Jüngst positionierte sich CDU-Chef Friedrich Merz in der ZDF-Talkshow Markus Lanz zur Sicherheits- und Migrationspolitik an Schulen. Anlass dafür waren vor allem die Ausschreitungen und Angriffe in der Silvesternacht an verschiedenen Orten, darunter besonders in Berlin, gegenüber Rettungskräften und Polizei, wodurch eine Debatte über Migration und Rassismus ausgelöst wurde. Merz sieht mangelnde Integration als einen wesentlichen Grund für die Ausschreitungen.

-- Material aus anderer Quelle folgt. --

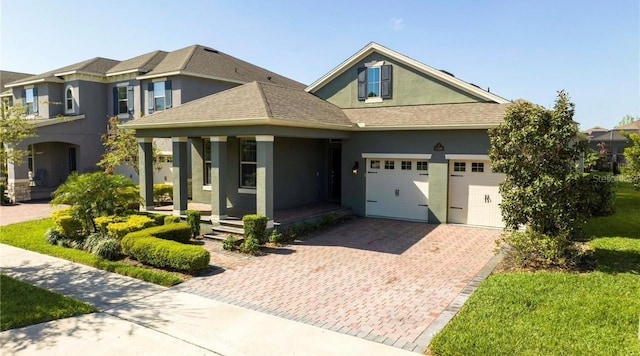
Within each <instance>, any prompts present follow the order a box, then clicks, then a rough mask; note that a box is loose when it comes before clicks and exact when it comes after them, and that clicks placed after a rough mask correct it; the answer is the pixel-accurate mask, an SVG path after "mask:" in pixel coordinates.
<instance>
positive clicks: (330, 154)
mask: <svg viewBox="0 0 640 356" xmlns="http://www.w3.org/2000/svg"><path fill="white" fill-rule="evenodd" d="M341 157H342V149H340V148H329V200H330V201H335V202H340V198H341V192H342V191H341V177H342V175H341V174H340V173H341V170H342V168H341V167H342V166H341V164H342V158H341Z"/></svg>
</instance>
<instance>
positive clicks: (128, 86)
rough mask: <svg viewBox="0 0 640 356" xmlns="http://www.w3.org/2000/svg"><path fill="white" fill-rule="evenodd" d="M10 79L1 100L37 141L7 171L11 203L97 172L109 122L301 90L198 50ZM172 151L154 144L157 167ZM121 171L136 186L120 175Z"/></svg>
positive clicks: (79, 65)
mask: <svg viewBox="0 0 640 356" xmlns="http://www.w3.org/2000/svg"><path fill="white" fill-rule="evenodd" d="M3 73H4V72H3ZM3 76H4V75H3ZM14 78H15V79H13V80H9V81H7V82H8V83H6V84H4V85H3V88H6V89H7V90H9V91H8V92H7V94H5V93H4V92H3V95H5V96H7V97H8V98H11V101H13V102H22V104H23V105H25V106H26V107H27V109H28V118H29V119H32V120H33V122H34V123H35V124H36V126H37V135H38V136H37V137H34V138H29V139H26V140H24V141H23V142H22V143H21V146H20V147H19V148H21V149H26V150H28V151H29V156H28V159H27V160H25V162H24V163H23V164H20V165H10V166H9V169H8V171H9V172H8V177H7V183H8V184H7V185H8V193H9V196H10V197H11V198H12V199H13V200H15V201H25V200H30V199H37V198H46V197H48V196H49V194H50V193H51V192H52V191H53V190H54V189H55V188H56V187H57V186H58V185H60V184H61V183H63V182H64V181H65V180H66V178H67V176H68V175H69V174H70V173H71V172H74V171H77V172H80V173H84V172H91V171H95V170H97V169H99V168H98V167H97V166H96V163H97V162H98V161H99V160H100V158H101V156H102V154H103V153H104V148H103V145H102V141H101V135H103V134H104V133H106V129H107V128H106V126H107V121H108V118H109V117H110V116H117V117H118V118H119V119H120V120H121V121H122V122H126V121H128V120H131V119H135V118H141V117H143V116H151V115H152V114H155V113H159V112H162V111H164V110H166V109H169V108H172V107H177V106H180V105H182V104H184V103H187V102H190V101H192V100H195V99H198V98H201V97H204V96H207V95H210V94H213V93H217V92H220V91H224V90H227V89H229V88H232V87H235V86H238V85H241V84H243V83H247V82H251V81H268V82H271V83H276V84H278V85H283V86H287V87H295V88H303V87H304V86H303V85H302V84H300V83H298V82H295V81H293V80H291V79H288V78H285V77H282V76H280V75H278V74H276V73H273V72H270V71H268V70H265V69H263V68H260V67H258V66H255V65H253V64H250V63H247V62H244V61H242V60H240V59H237V58H235V57H232V56H230V55H227V54H225V53H222V52H219V51H217V50H215V49H211V48H209V47H205V46H201V45H193V46H189V47H186V48H183V49H179V50H176V51H173V52H165V51H154V52H150V53H146V54H143V55H140V56H137V57H134V58H131V59H128V60H124V61H118V60H113V59H108V58H92V59H89V60H86V61H83V62H80V63H76V64H72V65H69V66H66V67H63V68H59V69H56V70H52V71H49V72H46V73H42V74H39V75H21V76H19V77H15V76H14ZM3 81H4V80H3ZM7 100H8V99H7ZM170 145H171V144H170V143H169V149H166V148H162V147H166V146H167V145H166V144H165V143H163V142H158V146H159V147H161V148H162V149H161V151H162V153H163V155H161V157H160V159H161V160H164V161H170V159H169V158H170V157H171V156H170V153H171V151H170V147H171V146H170ZM168 164H169V165H170V162H168ZM120 172H121V173H125V174H127V175H128V176H129V177H131V178H132V179H133V180H136V179H137V177H136V176H134V172H129V171H127V170H126V169H125V168H122V169H121V170H120ZM167 174H170V170H169V169H168V168H167V167H164V168H163V169H161V170H160V171H158V172H156V180H158V183H162V182H164V181H166V180H167V178H164V177H166V176H167Z"/></svg>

Für den CDU-Chef ist das Anlass zur verbalen Offensive: “Wir sprechen hier über Leute, die eigentlich in Deutschland nichts zu suchen haben”. Er fordert verbindliche Sprach- und Einschulungstests für alle Kinder in Deutschland, da Lehrer:innen in den Grundschulen “verbale Gewalt” erleben und verweist damit insbesondere auf arabischstämmige Familien. Lehrerverbandspräsident Meidinger stimmte Merz Aussagen zu: “Kinder trügen teilweise Einstellungen von zu Hause in die Schulen hinein und es komme vor, dass Väter sich weigerten, mit weiblichen Lehrkräften zu reden”. 

Der deutsche Grundschulverband kritisierte die Äußerungen von Merz. So entgegnete dessen Vorsitzender Edgar Bohn diese wie folgt: “Die zitierte Aussage und die Pauschalierung kann ich nicht bestätigen und halte sie für sehr überzeichnet und nicht zutreffend”. Ihm sei bekannt, dass es immer wieder vereinzelt Eltern gibt, die unabhängig von deren Status und Herkunft unangemessen gegenüber Lehrkräften der Grundschulen unabhängig von deren Geschlecht auftreten.

Ob die  Einführung einer Migrationsquote an Schulen realisierbar ist, bleibt vorerst offen. Verbände und Politiker:innen sind sich nach wie vor uneinig und die Bewertung des Vorschlags sorgt weiterhin für große Meinungsverschiedenheiten. Zuletzt wurde das Thema Integration auf einem Jugendgipfel in Berlin diskutiert, der im Nachgang der Silvester-Randale ins Leben gerufen wurde. Die dort vertretenen Experten aus der Integrations- und Sozialarbeit kamen zu dem Ergebnis, dass mehr finanzielle Mittel zur Präventionsarbeit in die Hand genommen werden müssen. Welche Vorschläge die anderen Bundesländer hierzu vorsehen, ist derzeit noch ungewiss.